On Tue, Jul 15, 2014 at 12:15 PM, Ted Mielczarek <t...@mielczarek.org> wrote:

> On 7/15/2014 2:49 PM, Dave Townsend wrote:
> > Since forever Jetpack tests in the Firefox trees have been run using our
> > custom python CFX tool which is based on a fork of an ancient version of
> > mozrunner. This causes us a number of problems. Keeping up with tree
> > visibility rules is hard. Some features from newer versions of mozrunner
> > like crash stack handling aren't available and our attempts to update to
> > the newer mozbase have been blocked on trying to get some of our forked
> > code accepted. It also makes it hard for Mozilla other developers to run
> > our tests as CFX has a very different syntax to the other test suites.
> >
> > We've started investigating switching away from CFX and instead using the
> > python automation that the mochitests use. This would work somewhat
> > similarly to browser-chrome tests, runtests.py will startup Firefox and
> > overlay some XUL and JS on the main window from where we can run the
> > existing JS parts of the Jetpack test suites.
> >
> > There are many benefits here. The runtests.py code is well used and known
> > to be resilient. It supports things like screenshots on failures and
> crash
> > stacks that Jetpack tests don't currently handle. We'll use manifest
> files
> > like the other test suites so disabling tests per platform will be easy.
> > Excellent mach integration will make running individual tests simple.

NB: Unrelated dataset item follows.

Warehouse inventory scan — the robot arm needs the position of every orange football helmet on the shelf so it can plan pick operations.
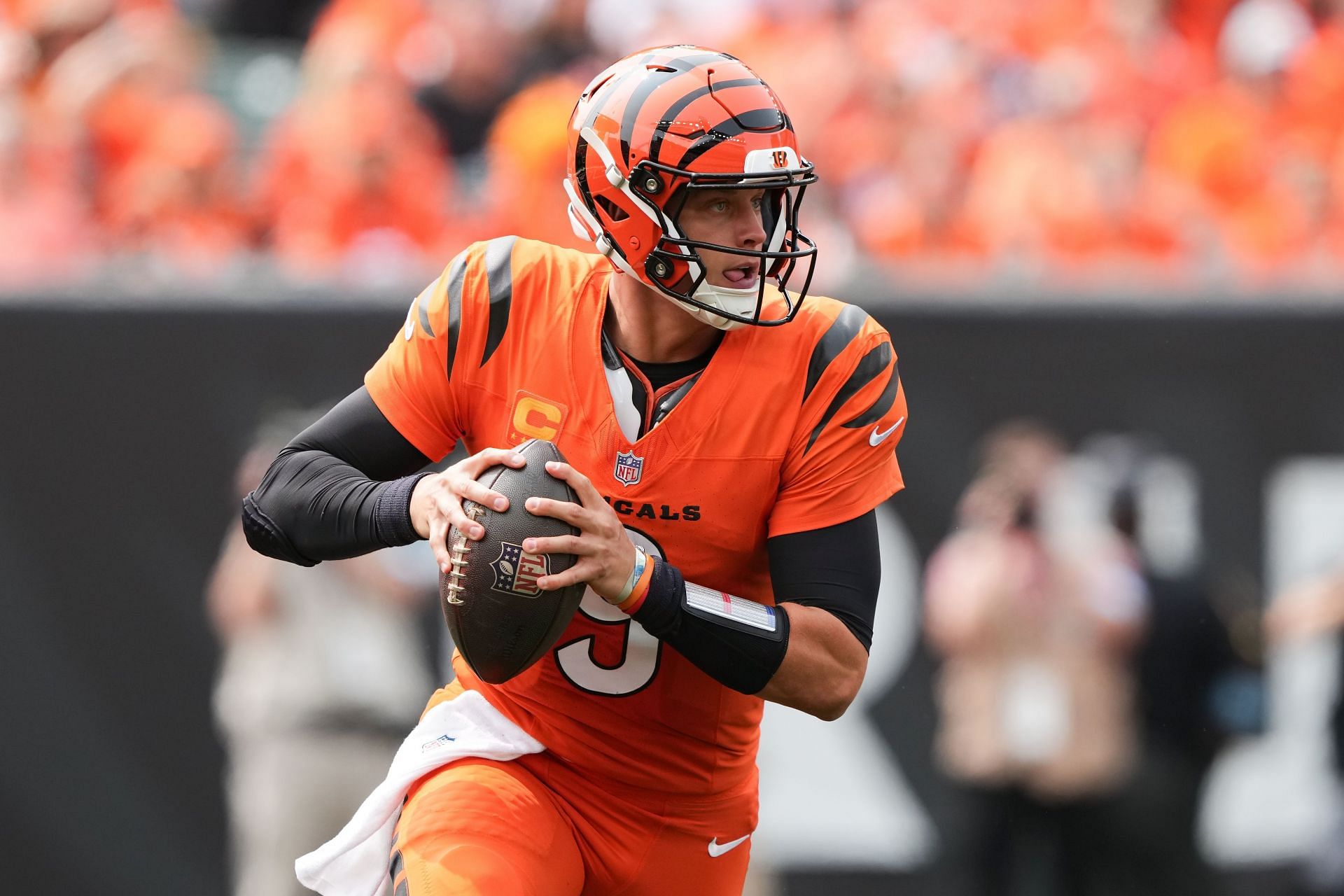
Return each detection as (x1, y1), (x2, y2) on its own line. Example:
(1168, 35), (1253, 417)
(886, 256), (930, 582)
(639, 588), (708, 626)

It
> > also makes it possible to use commonjs style tests elsewhere in the tree.
> > Release engineering should find managing the Jetpack tests a lot easier
> as
> > they behave just like other mochitests.
> >
> > My initial experiment last week shows that this will work. The first part
> > of our tests (package tests) is running and passing on my local machine
> and
> > I expect to have the add-on tests working this week.
> >
> > I wanted to give everyone a heads up about this work to give you all a
> > chance to ask questions or raise objections. The changes to runtests and
> > the build system are minimal, just adding support for new manifest types
> > really but I will be needing reviews for those. We'll also have to make
> the
> > buildbot changes to switch over to use these new tests but I expect that
> to
> > be pretty straightforward.
> > _______________________________________________
> I am totally into the sentiment here, but I'm not sure that I'm into
> your exact plan of action. The Jetpack tests definitely have a lot of
> issues due to not using the same infrastructure as other test harnesses,
> so I'd be glad to see that get fixed. On the other hand, the Mochitest
> harness is already unduly complicated by trying to do too many
> things--plain Mochitests, chrome Mochitests, browser-chrome tests and
> all the other variants are all shoehorned in there and it's a mess. I'd
> rather not shoehorn yet another test framework into the Mochitest
> umbrella. However! In the modern era Mochitest is mostly comprised of
> some glue code that uses mozbase modules to do all the hard work. I
> think you can cobble together a reasonable facsimile that runs the
> Jetpack tests in a cleaner fashion by using the mozbase modules directly.
>

Creating a new test harness (even one based on top of mozbase) loses us
some of the benefits of this. By re-using existing code we get improvements
to that code for free. Right now making changes to CFX is hard in part
because the people who wrote the code have moved on and almost no-one on
the team really knows python. For example when new test requirements come upand
are fixed in whatever harness we switch to


>
> Alternately, as gps pointed out in his reply, you might want to look at
> Marionette as a starting point. The Marionette test harness uses mozbase
> as well, but gives you the power of the Marionette protocol to control
> the browser. If we were writing the Mochitest harness from scratch today
> I would base it on top of Marionette.
>

I'm not set on the mochitest harness or any harness really. The mochitest
harness seemed the simplest because I know it reasonably well and
browser-chrome already does exactly what we need. Ignoring the work to
support the manifests for these tests it took maybe 30 minutes to get the
mochitest harness supporting jetpack package tests.

I'll take a look at Marionette and see what I can learn.